Os horários biológicos também são importantes na hora de fazer as divisões e organizar as interações. A veterinária não recomenda que os animais sejam forçados a adaptarem seus horários biológicos a outras espécies. Ela informa que eles podem ser levados a um estresse desnecessário. "O principal ponto é realmente respeitar e organizar a casa para que você tenha espaços determinados para essas espécies, desde que elas tenham hábitos diferentes", completa.
Orientação personalizada
Vários são os motivos que levam as pessoas a desejarem ter animais de diferentes espécies em casa. Para o estudante Felipe Machado Malta, conhecer de perto a natureza é uma experiência de vida. O futuro biólogo, que deseja trabalhar com educação ambiental, tem em casa um dragão barbudo, dois geckos, um teiú, um jabuti e uma serpente píton ball — todos répteis de diferentes espécies.
O jovem conta que o interesse cresceu em 2020, quando conheceu de perto um gecko, tipo de lagarto de pequeno porte, e planejou com seu pai como cuidar e preparar o ambiente para o animal. Após montar um terrário e estudar a fundo a espécie, adquiriu o animal. "A partir daí, foi questão de tempo para surgirem os outros", relembra. Com a quantidade crescendo, separaram uma parte da casa apenas para os animais exóticos com tamanhos adequados a cada espécie, tomando cuidado para nunca misturá-las.
Felipe explica que diferente de cachorros, por exemplo, os seus animais não demandam muito manejo e intervenção — o que predomina é a observação de seus hábitos e comportamentos. Todos são dóceis, mas o jovem não os força a interagirem entre si ou com convidados, nem tampouco a deixarem seu espaço, essencial para o bem-estar dos bichos.
Além disso, relembra a importância de adquirir os animais em locais certificados pelo Instituto Brasileiro do Meio Ambiente e dos Recursos Naturais Renováveis (Ibama), no caso dos exóticos, pois garante que são bem tratados e dóceis e não contribui para o tráfico de animais. Por fim, afirma que a adaptação à rotina dos bichos, com diferentes horários de alimentação e atividade, acontece com o passar do tempo, mas que um extenso estudo deve ser feito antes de trazê-los para casa.
Ao conhecer a rotina e os cuidados associados a cada animal, é possível garantir segurança e qualidade de vida para a espécie, pois sua biologia está sendo respeitada, explica Matheus Krüger, veterinário e proprietário da Clínica Exotic Life, exclusiva para animais silvestres e exóticos.

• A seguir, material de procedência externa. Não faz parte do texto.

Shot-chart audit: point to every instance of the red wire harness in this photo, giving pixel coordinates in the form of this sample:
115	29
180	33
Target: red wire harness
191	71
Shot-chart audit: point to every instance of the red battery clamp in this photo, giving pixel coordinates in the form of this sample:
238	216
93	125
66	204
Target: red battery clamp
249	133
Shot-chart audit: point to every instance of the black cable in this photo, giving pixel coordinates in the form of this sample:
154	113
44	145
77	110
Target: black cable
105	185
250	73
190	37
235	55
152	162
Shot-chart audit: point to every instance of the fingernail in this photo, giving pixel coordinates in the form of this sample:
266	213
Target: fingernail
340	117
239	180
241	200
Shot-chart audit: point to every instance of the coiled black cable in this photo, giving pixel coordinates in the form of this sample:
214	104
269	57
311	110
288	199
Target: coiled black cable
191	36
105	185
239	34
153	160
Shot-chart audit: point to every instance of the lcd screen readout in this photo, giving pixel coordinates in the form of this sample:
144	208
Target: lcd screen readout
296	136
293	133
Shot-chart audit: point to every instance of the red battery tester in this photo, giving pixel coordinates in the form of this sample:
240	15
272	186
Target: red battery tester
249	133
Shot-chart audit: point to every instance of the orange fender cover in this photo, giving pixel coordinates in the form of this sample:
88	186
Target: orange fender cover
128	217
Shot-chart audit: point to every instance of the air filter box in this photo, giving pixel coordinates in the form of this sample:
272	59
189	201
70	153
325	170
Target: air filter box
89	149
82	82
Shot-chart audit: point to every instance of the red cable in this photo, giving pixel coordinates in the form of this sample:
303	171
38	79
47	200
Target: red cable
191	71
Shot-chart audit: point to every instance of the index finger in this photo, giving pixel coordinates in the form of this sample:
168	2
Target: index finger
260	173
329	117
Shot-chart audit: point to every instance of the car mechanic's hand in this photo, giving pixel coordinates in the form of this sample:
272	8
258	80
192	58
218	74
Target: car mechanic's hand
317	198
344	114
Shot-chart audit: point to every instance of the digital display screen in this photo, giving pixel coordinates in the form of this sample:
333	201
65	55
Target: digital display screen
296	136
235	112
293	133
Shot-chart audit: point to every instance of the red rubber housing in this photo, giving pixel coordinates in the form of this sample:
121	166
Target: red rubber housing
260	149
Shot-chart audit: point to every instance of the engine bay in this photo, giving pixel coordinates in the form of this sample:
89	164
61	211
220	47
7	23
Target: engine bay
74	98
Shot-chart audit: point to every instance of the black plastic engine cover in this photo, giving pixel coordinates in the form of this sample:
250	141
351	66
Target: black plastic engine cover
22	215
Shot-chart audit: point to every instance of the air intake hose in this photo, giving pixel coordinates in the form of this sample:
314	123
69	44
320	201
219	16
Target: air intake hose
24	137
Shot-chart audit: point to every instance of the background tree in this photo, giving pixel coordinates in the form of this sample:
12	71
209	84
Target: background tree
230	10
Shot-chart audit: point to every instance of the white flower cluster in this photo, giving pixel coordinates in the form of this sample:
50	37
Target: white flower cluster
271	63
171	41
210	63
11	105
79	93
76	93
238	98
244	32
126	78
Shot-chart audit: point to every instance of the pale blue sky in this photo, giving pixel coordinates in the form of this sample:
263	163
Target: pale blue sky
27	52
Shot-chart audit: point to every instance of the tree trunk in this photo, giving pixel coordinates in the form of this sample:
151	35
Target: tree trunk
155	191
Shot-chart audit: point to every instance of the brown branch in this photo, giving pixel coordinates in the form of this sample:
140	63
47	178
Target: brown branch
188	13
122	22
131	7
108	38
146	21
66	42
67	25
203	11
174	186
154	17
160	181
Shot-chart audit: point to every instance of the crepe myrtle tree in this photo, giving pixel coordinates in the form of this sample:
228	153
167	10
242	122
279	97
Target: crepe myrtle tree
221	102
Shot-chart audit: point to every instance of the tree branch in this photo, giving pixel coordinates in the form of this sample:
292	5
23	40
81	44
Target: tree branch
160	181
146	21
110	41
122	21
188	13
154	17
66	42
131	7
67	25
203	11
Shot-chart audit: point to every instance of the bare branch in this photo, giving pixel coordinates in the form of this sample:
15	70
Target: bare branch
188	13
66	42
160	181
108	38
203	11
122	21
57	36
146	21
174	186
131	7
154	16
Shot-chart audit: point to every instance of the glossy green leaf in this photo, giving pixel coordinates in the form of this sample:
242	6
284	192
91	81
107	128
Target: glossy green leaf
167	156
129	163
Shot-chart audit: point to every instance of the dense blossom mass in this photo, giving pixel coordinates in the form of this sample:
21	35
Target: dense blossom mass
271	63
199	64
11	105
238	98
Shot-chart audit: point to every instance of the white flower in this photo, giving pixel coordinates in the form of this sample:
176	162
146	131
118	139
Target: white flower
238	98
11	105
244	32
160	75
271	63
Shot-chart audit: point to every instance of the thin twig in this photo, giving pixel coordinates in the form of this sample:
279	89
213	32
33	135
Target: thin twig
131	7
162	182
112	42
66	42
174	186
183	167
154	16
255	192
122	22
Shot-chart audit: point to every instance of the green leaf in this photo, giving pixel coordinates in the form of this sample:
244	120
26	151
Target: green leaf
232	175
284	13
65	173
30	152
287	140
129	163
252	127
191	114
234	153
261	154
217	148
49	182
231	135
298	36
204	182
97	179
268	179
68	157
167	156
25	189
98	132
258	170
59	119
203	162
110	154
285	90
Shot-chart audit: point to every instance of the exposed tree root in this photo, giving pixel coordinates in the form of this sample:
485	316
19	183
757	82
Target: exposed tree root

O especialista recomenda que, no momento que ocorrer qualquer dúvida, um veterinário deve ser consultado. Afinal, desse modo o tutor pode receber informações qualificadas.

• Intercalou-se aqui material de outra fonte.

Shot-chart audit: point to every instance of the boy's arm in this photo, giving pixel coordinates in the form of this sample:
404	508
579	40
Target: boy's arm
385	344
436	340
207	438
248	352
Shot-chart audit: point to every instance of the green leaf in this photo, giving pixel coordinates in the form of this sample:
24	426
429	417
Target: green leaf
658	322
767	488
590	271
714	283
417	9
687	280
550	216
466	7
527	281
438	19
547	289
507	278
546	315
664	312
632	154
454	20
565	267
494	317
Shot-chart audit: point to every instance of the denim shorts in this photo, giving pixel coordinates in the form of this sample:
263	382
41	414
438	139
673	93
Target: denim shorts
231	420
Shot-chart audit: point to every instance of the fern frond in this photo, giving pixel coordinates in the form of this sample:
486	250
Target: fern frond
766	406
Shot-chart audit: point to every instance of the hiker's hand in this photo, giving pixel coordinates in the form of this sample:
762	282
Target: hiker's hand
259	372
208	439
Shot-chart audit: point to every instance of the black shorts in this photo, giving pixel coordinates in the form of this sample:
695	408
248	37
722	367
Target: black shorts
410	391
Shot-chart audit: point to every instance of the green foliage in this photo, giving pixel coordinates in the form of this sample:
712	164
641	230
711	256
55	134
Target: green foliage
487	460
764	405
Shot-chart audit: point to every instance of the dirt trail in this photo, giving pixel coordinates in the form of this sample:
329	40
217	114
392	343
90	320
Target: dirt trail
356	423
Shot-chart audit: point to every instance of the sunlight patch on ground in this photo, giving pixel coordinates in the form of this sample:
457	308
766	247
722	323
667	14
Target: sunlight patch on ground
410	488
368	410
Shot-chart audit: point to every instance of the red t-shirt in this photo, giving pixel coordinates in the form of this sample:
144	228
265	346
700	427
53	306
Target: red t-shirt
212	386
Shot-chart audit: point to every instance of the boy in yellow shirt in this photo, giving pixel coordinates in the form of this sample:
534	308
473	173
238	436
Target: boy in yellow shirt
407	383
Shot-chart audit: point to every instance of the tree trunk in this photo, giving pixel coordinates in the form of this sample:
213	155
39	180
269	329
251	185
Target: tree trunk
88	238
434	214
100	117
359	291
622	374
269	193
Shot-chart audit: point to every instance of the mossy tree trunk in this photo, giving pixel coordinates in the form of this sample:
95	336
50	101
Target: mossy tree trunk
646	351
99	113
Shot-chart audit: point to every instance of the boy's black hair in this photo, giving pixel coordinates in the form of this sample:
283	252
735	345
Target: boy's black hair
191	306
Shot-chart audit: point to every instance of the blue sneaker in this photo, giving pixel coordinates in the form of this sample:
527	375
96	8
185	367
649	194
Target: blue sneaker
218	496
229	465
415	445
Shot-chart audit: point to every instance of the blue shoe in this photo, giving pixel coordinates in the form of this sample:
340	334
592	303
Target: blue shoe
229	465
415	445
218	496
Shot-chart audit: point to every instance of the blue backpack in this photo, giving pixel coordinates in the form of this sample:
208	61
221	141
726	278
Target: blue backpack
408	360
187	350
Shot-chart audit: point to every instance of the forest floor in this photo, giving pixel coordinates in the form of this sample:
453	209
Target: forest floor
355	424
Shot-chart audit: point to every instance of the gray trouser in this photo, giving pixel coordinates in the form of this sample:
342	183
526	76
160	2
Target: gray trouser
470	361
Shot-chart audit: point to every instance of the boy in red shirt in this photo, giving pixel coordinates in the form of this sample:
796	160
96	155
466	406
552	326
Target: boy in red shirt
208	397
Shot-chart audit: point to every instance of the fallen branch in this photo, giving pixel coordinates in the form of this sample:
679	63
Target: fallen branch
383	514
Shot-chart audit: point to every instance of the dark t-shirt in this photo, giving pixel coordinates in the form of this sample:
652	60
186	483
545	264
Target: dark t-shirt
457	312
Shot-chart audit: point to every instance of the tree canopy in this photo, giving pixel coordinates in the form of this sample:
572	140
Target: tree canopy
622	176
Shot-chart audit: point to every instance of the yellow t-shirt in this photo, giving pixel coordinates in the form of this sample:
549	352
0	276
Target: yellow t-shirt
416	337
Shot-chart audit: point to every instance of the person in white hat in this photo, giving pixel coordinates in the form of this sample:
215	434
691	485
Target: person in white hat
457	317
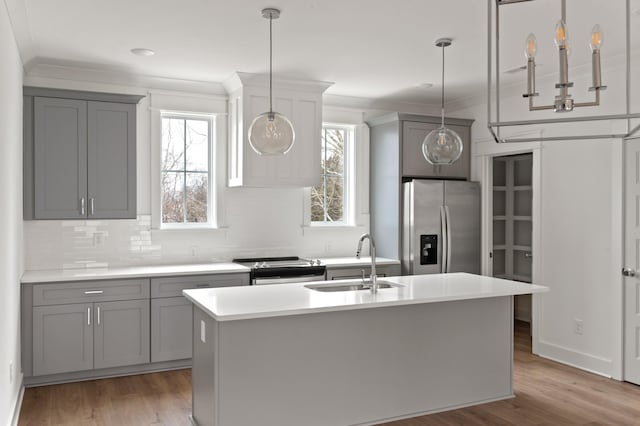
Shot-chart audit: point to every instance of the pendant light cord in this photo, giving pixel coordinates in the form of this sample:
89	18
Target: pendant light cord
271	65
442	97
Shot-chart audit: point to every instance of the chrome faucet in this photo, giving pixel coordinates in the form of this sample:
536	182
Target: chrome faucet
373	277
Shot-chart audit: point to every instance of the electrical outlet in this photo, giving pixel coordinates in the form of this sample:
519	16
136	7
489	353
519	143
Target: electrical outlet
98	238
577	326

Muitas vezes, as pessoas chegam no consultório sem qualquer noção de como conciliar os animais, e o veterinário pode, inclusive, auxiliar a administrar os espaços. No caso de animais exóticos, o veterinário especializado é necessário, pois entende as particularidades de cada espécie.
As espécies de mais comum combinação são de coelhos com cães e gatos e de aves com os mesmos animais. Isso acaba acontecendo devido a seus comportamentos, que tendem a ser dóceis e de fácil convivência. O ideal, segundo Matheus, é que esse contato seja iniciado durante o início da vida, quando todos são filhotes. Mas informa que os de mais fácil adaptação são os mamíferos e, principalmente, herbívoros, como os coelhos e porquinhos-da-índia.
"Pequenos ruminantes, como minibodes, minicabras e minivacas podem se adaptar a viver junto com outras espécies também", informa o veterinário. Outros exemplos de animais que tendem a ser tranquilos são répteis e alguns lagartos e os furões ou ferrets, que apesar de serem carnívoros, já convivem bem até mesmo com cães, gatos e outras espécies.